Indian Election Changes The Battle Over Anti-LGBT Law

Published: May 28, 2014

In the eyes of many LGBT activists in India, the election victory of the Bharatiya Janata Party in this month’s elections was a setback for efforts to overturn the country’s anti-homosexuality law. At the least, their work becomes more complicated now.

The complications may affect upcoming proceedings before the Supreme Court, which has agreed to review its order of last December that reinstated anti-gay Section 377, which had been suspended four years earlier by the High Court.

The previous government, led by the Indian National Congress party, had sent mixed messages about the law. The Telegraph of Calcutta (Kolkata) stated:

“While the home ministry supported it, the health ministry contended that it was against criminalisation of gay sex. … “While several senior Congress leaders, including Rahul Gandhi and Kapil Sibal, criticised the Supreme Court order, with elections in mind, they didn’t actively seek to repeal the law in Parliament.”
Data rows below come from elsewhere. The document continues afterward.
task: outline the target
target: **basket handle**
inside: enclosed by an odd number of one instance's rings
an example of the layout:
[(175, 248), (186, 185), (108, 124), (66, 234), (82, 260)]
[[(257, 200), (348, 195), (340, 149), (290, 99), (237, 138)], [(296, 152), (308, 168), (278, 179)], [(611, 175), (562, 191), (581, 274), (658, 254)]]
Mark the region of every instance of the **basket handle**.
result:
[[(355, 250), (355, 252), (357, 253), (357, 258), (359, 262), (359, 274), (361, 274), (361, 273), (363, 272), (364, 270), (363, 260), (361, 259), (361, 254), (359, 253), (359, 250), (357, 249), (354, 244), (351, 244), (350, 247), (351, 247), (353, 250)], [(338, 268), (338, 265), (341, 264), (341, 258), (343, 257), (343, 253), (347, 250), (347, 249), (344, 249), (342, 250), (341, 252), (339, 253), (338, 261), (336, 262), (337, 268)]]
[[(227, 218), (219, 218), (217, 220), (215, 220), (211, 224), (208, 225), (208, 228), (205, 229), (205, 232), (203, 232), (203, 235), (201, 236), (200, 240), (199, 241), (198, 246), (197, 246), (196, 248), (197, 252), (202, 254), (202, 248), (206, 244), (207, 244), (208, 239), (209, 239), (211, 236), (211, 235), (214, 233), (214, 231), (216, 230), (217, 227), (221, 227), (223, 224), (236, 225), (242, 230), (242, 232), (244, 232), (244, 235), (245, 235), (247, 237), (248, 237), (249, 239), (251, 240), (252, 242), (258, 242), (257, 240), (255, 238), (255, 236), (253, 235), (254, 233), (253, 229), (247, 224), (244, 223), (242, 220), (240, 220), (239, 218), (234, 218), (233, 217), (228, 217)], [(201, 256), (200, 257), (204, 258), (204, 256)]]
Now the Bharatiya Janata Party takes over, with its own complex relationship to the law. New Prime Minister Narendra Modi “has been resolutely silent on the issue of homosexuality and LGBT rights,” BuzzFeed reports.
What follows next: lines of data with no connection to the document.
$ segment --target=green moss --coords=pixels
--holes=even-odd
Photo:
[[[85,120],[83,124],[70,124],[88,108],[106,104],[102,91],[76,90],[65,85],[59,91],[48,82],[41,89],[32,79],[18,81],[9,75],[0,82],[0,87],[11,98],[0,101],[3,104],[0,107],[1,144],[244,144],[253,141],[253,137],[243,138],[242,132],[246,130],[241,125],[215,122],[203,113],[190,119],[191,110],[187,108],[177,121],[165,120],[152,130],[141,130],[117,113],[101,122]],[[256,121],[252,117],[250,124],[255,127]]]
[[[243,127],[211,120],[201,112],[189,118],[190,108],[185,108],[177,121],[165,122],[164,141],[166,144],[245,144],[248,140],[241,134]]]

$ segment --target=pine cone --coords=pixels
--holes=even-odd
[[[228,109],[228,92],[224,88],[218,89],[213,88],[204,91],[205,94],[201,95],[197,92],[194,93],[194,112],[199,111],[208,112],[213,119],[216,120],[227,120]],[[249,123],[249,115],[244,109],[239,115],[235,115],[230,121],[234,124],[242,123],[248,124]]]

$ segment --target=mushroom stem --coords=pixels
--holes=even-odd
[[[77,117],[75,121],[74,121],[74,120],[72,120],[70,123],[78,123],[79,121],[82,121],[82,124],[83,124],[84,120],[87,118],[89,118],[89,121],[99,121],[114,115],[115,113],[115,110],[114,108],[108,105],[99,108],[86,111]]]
One Indian columnist added in First Post, “I don’t think any of our LGBT citizens have any cause of concern. It’s not that Modi doesn’t support gay rights. He has not officially said anything about the subject. Only Rajnath Singh made a statement supporting section 377. And who cares about that guy. He has been given an insignificant ministry and is on his way to even losing his position as the BJP president.”